MTA agrees to bus ads by Ground Zero mosque opponents
The MTA Monday announced it had agreed to allow opponents of a planned mosque near Ground Zero to run ads on New York City buses.
The announcement came three days after two organizations, the American Freedom Defense Initiative and Stop Islamization of America, sued the MTA for refusing to run their ads. The Metropolitan Transportation Authority initially said the ad's imagery was too closely associated with the Sept. 11, 2001, attacks.
The ad, as shown on the groups' websites, depicts a plane flying into a smoking World Trade Center tower beside a rendering of the mosque proposed to be built a few blocks from the site. The words "Why there?" appear between the two structures.
In an apparent about-face, the MTA statement Monday said that while it "does not endorse the views expressed in this or other ads that appear on the transit system," the groups' ad was accepted "after its review under MTA's advertising guidelines and governing legal standards."
Conservative blogger Pamela Geller, who heads Stop Islamization of America, said Monday she was "thrilled" with the MTA's decision.

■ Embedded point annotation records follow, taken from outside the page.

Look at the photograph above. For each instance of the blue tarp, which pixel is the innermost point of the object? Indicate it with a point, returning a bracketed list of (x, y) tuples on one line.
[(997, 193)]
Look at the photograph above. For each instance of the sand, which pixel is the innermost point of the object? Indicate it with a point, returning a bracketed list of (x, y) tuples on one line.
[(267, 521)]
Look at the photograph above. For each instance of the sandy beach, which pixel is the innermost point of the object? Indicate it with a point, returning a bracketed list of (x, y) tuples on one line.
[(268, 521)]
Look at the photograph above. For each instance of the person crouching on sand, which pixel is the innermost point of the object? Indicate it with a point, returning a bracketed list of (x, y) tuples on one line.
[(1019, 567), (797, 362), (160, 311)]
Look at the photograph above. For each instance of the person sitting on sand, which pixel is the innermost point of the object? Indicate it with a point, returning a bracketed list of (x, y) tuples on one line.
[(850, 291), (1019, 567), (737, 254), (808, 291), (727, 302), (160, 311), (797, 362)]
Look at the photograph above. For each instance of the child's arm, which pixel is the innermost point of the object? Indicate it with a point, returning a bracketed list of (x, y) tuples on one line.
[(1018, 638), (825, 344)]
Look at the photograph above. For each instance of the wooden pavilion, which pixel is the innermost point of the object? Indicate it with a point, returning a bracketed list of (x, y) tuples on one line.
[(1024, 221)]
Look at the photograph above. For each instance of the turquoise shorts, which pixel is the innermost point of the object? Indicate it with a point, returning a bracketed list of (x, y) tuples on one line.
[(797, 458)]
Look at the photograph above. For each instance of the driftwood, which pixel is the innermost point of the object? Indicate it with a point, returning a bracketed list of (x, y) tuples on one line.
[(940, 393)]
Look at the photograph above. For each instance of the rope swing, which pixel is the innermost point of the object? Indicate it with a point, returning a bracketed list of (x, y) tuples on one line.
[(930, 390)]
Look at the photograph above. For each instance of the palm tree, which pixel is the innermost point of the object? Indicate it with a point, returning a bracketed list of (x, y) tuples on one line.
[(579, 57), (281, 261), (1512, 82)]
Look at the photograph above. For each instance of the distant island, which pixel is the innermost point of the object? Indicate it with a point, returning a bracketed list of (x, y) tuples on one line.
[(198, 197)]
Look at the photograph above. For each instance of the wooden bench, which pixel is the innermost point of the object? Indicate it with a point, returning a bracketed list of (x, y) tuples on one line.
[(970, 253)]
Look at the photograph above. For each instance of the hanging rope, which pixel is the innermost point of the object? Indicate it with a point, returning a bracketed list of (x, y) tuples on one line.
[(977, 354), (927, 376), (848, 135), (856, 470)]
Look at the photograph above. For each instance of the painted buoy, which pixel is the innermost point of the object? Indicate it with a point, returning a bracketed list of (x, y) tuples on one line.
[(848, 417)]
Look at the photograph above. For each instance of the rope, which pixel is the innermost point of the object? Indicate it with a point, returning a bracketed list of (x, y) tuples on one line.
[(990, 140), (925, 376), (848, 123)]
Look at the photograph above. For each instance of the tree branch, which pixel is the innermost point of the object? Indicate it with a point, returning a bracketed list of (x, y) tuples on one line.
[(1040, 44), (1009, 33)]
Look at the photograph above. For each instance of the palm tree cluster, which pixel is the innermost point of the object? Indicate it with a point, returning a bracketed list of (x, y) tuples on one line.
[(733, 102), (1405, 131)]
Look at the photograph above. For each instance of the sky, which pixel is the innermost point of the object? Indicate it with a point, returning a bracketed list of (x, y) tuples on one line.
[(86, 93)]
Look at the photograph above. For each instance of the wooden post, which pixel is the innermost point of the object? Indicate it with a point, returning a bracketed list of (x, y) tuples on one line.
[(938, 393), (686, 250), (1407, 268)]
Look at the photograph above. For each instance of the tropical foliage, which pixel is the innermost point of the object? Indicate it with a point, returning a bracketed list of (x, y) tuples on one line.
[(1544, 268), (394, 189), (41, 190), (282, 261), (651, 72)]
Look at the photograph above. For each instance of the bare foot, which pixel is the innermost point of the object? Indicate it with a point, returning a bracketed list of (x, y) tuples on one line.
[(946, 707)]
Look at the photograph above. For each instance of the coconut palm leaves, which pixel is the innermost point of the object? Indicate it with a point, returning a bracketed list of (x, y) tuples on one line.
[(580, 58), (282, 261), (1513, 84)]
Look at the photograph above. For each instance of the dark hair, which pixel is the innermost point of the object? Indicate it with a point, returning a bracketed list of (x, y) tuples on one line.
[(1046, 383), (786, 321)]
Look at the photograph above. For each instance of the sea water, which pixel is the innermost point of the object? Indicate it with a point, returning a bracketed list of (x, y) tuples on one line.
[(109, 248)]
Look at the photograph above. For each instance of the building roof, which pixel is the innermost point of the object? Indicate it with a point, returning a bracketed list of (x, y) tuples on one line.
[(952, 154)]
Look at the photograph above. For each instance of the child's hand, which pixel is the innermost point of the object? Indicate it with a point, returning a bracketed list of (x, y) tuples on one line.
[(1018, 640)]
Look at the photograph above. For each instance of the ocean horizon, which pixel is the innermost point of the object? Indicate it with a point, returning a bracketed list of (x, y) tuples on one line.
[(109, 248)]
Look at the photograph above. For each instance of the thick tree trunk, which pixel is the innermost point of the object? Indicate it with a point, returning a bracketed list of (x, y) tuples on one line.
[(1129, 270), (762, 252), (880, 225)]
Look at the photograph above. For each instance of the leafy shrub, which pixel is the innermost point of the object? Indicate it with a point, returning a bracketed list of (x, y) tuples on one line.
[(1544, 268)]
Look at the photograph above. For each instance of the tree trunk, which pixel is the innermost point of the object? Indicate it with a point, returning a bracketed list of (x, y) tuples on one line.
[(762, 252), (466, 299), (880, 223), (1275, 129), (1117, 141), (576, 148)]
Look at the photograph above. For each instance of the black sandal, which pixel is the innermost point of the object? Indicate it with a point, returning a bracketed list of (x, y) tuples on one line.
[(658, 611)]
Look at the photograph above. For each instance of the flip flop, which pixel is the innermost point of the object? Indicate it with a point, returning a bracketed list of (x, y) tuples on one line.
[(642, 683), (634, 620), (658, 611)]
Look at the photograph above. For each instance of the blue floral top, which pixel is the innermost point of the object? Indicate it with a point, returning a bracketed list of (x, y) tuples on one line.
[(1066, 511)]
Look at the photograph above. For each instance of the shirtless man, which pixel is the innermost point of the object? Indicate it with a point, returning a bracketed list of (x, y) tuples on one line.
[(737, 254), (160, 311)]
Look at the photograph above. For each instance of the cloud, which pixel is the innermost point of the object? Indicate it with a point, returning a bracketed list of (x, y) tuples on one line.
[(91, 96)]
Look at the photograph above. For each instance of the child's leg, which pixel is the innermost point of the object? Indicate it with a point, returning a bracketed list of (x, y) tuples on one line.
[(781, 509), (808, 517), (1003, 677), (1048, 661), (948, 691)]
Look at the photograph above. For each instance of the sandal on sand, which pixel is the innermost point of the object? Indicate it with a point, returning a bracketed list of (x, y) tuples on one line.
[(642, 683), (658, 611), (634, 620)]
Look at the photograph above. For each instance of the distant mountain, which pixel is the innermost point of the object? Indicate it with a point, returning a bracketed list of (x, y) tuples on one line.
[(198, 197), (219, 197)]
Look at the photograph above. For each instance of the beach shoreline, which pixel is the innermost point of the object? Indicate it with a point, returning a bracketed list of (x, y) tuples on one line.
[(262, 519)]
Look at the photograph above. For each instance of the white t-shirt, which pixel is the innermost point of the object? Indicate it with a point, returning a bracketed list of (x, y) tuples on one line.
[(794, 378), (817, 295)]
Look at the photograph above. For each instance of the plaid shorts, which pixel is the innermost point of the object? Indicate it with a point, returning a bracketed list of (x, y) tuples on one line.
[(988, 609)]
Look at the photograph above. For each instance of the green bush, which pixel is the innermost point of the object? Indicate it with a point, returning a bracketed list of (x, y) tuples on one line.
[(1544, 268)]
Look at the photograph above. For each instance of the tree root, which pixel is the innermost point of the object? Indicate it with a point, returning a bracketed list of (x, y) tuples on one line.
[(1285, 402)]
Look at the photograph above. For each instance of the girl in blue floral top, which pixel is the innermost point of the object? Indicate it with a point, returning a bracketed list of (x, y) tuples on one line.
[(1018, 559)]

"They knew they would lose," Geller said. "This is a freedom of speech issue. They knew it, or they never would have caved so quickly."
Geller said she originally agreed to tone down the ad, including removing the image of a plane and of the smoke near the World Trade Center tower. But, she said, the MTA's decision clears the way for the ad to appear as originally designed.
The ad, for which the groups paid about $10,000, will appear on 30 buses in New York City for about a month, including during the ninth anniversary of the attacks next month, Geller said.
The mosque is set to be built two blocks from the site of the World Trade Center. Real-estate developer Sharif El-Gamal, one of the main forces behind the mosque project, now called Park51, could not be reached for comment Monday.